Magnus murmured, “He isn’t content to be Christ and Mohammed. He has to be Moses, too, and also Elijah.”

“I never thought I’d hear you speak of him so coarsely,” said Kirby.

“I never did either,” Magnus replied. “Damn it, I don’t want him to go!”

Kirby was astonished to see tears glistening in Magnus’s pale eyes.

“That’s precisely why he’s leaving,” Kirby said, and then both men were silent

Capodimonte moved toward them. “Everything’s ready,” he announced. “I’ve got the word from Lazarus that the pushers are in series.”

“What about our guidance people?” Kirby asked.

“They’ve been ready for an hour.”

Kirby looked toward the gleaming capsule. “Might as well get it over with, then.”

“Yes,” Capodimonte said. “Might as well.”

Lazarus, Kirby knew, was waiting for a signal from him. From now on, all signals would come from him, at least on Earth. But that thought no longer disturbed him. He had adjusted to the situation. He was in command.

Symbolic regalia cluttered the field—Harmonist ikons, a big cobalt reactor, the paraphernalia of both the cults that now were merging.
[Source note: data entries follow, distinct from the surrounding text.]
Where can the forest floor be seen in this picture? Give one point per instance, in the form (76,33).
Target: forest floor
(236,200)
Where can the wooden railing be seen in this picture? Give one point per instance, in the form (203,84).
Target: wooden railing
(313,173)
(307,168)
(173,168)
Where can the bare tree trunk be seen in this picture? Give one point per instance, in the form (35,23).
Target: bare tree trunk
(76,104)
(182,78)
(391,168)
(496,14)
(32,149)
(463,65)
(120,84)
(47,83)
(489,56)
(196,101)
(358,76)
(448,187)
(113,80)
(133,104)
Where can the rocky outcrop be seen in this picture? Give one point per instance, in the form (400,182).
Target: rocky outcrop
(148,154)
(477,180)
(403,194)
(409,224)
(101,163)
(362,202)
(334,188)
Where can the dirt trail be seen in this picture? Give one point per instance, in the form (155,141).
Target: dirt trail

Kirby gestured to an acolyte, and moderator rods were withdrawn. The reactor surged into life.

The Blue Fire danced high above the reactor, and its glow stained the hull of the capsule. Cold light, Cerenkov radiation, the Vorster symbol, sparkled on the plateau, and all through the watching multitude ran the sounds of devotion, the whispered litanies, the murmured recapitulatons of the stations of the spectrum. While the man who had devised those words sat hidden within the walls of that teardrop of steel in the center of the gathering.
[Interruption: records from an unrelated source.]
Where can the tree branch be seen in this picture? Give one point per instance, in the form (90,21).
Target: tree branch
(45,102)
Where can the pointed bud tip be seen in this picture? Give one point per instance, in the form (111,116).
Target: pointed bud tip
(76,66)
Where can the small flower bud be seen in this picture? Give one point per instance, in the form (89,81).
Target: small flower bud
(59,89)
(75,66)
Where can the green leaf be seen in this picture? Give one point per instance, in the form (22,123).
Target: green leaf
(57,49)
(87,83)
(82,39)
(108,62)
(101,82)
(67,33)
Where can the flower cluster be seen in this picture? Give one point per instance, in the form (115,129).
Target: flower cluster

The flare of the Blue Fire was the signal to the Venusians in their nearby dome. Now was their moment to gather their power and hurl the capsule outward, planting man’s hand on a new world in the stars.

“What are they waiting for?” Magnus asked querulously.

“Maybe it won’t happen,” said Capodimonte.

Kirby said nothing. And then it began to happen.

nine

Kirby had not quite known what to expect. In his fantasies of the scene he had pictured a dozen capering Venusians dancing around the capsule, holding hands, their foreheads bulging with the effort of lifting the vehicle and hurling it out of the world. But the Venusians were nowhere to be seen; they were off in their dome, several hundred yards away, and Kirby suspected that they were neither holding hands nor showing outward signs of strain.

In his reveries, too, he had imagined the capsule taking off the way a rocket would, rising a few feet from the ground, wobbling a bit, rising a little more, suddenly soaring up, crossing the sky on a potent trajectory, dwindling, vanishing from sight at last. But that was not the way it was really to be, either.